Report: MLB bans non-Louisville pink Mother's Day bats because of licensing
Major League Baseball has prohibited Orioles outfielder Nick Markakis and Twins third baseman Trevor Plouffe from using special pink bats from manufacturer MaxBat, which are meant to support breast cancer, because it would violate the league's licensing agreement with Louisville Slugger, according to a Yahoo! Sports report.
In an email to all league-approved bat manufacturers in April, MLB official Roy Krasik mandated that only Louisville Slugger, "the MLB official licensee," can manufacture pink bats with its name on the label.
Plouffe, whose mother is a breast cancer survivor, took to Twitter to criticize Louisville Slugger, writing: "Seriously disgusted that a company would block awareness for Breast Cancer research so their brand can stand out. Thanks @sluggernation !" and "Sorry Mom. I can't use my Breast Cancer Awareness bat on Sunday because @sluggernation 'owns the rights.' Because that's what it's about…" before deleting the tweets.
From Yahoo!
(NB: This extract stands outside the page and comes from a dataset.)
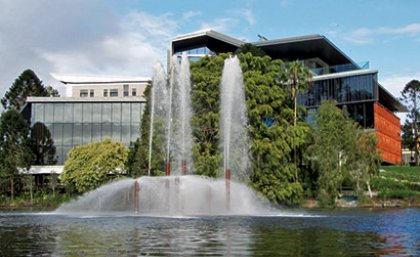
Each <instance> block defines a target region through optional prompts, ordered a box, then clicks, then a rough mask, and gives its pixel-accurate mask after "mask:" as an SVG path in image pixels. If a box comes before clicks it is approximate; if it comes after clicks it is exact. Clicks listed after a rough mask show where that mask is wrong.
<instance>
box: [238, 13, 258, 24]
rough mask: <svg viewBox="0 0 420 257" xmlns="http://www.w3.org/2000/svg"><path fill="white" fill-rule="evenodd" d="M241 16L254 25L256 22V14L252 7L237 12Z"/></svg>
mask: <svg viewBox="0 0 420 257" xmlns="http://www.w3.org/2000/svg"><path fill="white" fill-rule="evenodd" d="M237 13H238V14H239V15H240V16H242V17H243V18H244V19H245V20H246V21H247V22H248V24H249V25H251V26H254V25H255V23H256V20H255V17H254V14H253V13H252V11H251V10H250V9H242V10H239V11H238V12H237Z"/></svg>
Sports' Jeff Passan:
To get that designation, Hillerich & Bradsby, the parent company of Louisville Slugger, made what one source deemed "a sizeable donation" to Susan G. Komen for the Cure, the league's charitable partner. The terms of the donation included other manufacturers being able to make pink bats but not stamp the bat with their logos. MaxBat, which declined comment through a spokesman, made bats for Markakis, Plouffe and other major leaguers that were standard colors – with pink MaxBat labels.
The league apparently considered this running afoul of a portion of its rule that states companies other than Louisville Slugger can make pink bats so long as "no ribbons, corporate logos, distinguishing marks or names of charities are included on the bat."